The WordMasters Challenge is an international Language Arts competition for students in grades 3 - 8.  The assigned words increase in difficulty at each grade level. The "Challenge" tests take place three times a year in the students' classrooms and are scored on how well the kids are able to use their knowledge of the words to complete twenty analogies. The WordMasters Challenge encourages growth not only in vocabulary, but in critical thinking and verbal reasoning.  Nearly 3,000 teams from throughout the United States and several foreign countries participate in this yearly competition.
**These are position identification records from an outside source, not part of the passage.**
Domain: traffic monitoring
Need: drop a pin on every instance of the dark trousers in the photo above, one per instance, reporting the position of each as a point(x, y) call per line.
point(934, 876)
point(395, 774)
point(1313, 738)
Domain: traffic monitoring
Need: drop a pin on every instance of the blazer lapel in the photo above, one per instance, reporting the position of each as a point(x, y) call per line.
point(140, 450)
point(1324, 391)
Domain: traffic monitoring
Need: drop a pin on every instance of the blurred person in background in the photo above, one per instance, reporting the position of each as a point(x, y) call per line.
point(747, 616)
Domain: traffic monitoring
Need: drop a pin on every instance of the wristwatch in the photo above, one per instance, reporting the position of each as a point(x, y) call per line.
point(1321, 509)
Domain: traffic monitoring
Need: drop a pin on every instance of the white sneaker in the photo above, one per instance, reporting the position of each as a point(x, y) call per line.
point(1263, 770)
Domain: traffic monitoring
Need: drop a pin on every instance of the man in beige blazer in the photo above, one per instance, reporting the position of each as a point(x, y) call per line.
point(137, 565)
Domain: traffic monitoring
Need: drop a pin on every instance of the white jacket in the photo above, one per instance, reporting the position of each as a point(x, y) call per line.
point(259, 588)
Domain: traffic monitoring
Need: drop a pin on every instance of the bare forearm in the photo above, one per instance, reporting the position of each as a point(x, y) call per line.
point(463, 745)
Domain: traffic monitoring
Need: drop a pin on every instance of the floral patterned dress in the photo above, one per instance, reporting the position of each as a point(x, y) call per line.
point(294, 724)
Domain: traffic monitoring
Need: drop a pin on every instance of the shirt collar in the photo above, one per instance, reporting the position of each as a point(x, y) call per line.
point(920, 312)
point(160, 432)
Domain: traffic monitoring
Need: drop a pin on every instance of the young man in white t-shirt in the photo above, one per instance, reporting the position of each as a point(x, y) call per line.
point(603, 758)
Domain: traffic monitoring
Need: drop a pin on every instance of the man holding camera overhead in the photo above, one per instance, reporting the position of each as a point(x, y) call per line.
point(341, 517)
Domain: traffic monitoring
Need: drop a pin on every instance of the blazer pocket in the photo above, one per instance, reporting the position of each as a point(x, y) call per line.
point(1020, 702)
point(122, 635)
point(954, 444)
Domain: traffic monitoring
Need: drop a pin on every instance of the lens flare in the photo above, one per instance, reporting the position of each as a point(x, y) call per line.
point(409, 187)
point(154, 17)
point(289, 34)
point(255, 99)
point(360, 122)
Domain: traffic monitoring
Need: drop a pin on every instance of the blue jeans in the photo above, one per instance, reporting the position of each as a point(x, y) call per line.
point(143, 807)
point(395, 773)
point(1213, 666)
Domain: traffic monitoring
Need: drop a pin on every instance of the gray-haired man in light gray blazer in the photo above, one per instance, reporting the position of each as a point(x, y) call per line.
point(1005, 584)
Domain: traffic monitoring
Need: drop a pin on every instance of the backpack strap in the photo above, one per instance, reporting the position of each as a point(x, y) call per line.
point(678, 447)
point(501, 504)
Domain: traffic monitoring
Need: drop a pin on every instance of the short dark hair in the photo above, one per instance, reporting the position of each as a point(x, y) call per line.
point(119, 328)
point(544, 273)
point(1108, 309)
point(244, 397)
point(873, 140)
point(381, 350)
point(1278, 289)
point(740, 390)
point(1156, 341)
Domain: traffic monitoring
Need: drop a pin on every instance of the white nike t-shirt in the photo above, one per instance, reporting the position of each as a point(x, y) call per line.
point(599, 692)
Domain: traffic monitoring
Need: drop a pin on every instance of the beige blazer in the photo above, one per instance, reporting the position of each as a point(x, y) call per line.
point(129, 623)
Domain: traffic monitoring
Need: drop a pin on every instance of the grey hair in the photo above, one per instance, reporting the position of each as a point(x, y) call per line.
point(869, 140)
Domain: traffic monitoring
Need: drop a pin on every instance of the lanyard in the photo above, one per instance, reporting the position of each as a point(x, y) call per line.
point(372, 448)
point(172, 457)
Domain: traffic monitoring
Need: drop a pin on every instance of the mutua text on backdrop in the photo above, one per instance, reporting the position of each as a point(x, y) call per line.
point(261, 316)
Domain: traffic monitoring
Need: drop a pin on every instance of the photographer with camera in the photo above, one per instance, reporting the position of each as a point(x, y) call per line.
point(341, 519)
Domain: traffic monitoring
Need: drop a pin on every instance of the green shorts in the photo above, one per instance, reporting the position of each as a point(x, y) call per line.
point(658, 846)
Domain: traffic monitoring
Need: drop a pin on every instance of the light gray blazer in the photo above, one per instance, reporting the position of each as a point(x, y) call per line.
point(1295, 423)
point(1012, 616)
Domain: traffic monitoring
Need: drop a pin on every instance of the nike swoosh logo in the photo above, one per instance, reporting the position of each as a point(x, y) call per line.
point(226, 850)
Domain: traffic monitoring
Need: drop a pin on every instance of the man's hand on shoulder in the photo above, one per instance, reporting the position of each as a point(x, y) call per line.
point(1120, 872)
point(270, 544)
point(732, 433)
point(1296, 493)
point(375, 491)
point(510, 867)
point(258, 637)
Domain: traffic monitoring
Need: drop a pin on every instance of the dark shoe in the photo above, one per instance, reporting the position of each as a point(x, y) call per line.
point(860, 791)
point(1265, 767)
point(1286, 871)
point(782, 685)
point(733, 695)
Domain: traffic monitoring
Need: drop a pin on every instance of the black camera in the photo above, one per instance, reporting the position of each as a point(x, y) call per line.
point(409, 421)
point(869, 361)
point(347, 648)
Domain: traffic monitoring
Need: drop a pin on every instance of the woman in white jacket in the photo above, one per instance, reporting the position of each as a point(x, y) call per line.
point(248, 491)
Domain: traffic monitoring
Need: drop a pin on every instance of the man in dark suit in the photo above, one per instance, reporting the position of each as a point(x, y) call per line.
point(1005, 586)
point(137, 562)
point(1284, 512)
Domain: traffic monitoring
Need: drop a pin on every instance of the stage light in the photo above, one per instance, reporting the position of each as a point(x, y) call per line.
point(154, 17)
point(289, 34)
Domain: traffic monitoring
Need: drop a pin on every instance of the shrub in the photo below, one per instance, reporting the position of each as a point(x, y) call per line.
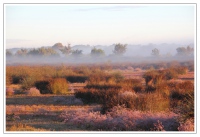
point(121, 119)
point(127, 99)
point(188, 125)
point(74, 79)
point(27, 82)
point(33, 92)
point(9, 91)
point(43, 86)
point(58, 86)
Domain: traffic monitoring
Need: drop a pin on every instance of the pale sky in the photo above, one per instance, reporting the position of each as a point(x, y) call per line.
point(34, 25)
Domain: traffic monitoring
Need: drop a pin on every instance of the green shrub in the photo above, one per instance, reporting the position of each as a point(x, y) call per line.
point(43, 86)
point(58, 85)
point(28, 82)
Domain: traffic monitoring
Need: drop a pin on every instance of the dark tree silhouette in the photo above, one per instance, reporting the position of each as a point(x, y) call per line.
point(77, 53)
point(182, 51)
point(119, 49)
point(155, 52)
point(97, 52)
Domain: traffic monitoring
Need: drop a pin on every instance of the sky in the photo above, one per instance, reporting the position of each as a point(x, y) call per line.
point(36, 25)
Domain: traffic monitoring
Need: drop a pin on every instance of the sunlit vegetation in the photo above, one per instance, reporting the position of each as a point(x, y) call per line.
point(100, 97)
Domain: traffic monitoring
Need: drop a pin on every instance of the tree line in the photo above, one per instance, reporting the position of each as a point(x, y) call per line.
point(58, 48)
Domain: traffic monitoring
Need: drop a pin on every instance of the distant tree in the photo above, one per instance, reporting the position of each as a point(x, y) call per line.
point(58, 46)
point(120, 49)
point(66, 50)
point(21, 52)
point(97, 52)
point(155, 52)
point(8, 53)
point(182, 51)
point(77, 53)
point(43, 52)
There are three competitions each school year taking place about two months apart. On the first competition, students are tested on 25 words assigned to them. On the second competition, they are assigned 25 new words and are tested on all 50 words. On the third competition, they are assigned 25 additional words and are tested on all 75 words they have learned over the course of the school year.

Authenticity Controversy
 WordMasters Challenge is not currently recognized by any national educational bodies.
 WordMasters Challenge does not disclose who owns or operated the organization or the domain.
 The testing is conducted at each school and is unmonitored by organization. Accuracy of test results submitted to the organization cannot be verified. 
 The company is not sponsored or supported by any donations, and appears to generate revenue from selling the competition preparation booklets and testing supplies to the schools that it reaches through direct marketing.
 The company does not provide street address or email address as forms of contact on its website.
 The competition fits the profile of literary vanity contests. "Winning prizes from these organizations will add little to your resume, and may even make you look amateurish to publishers and other poets."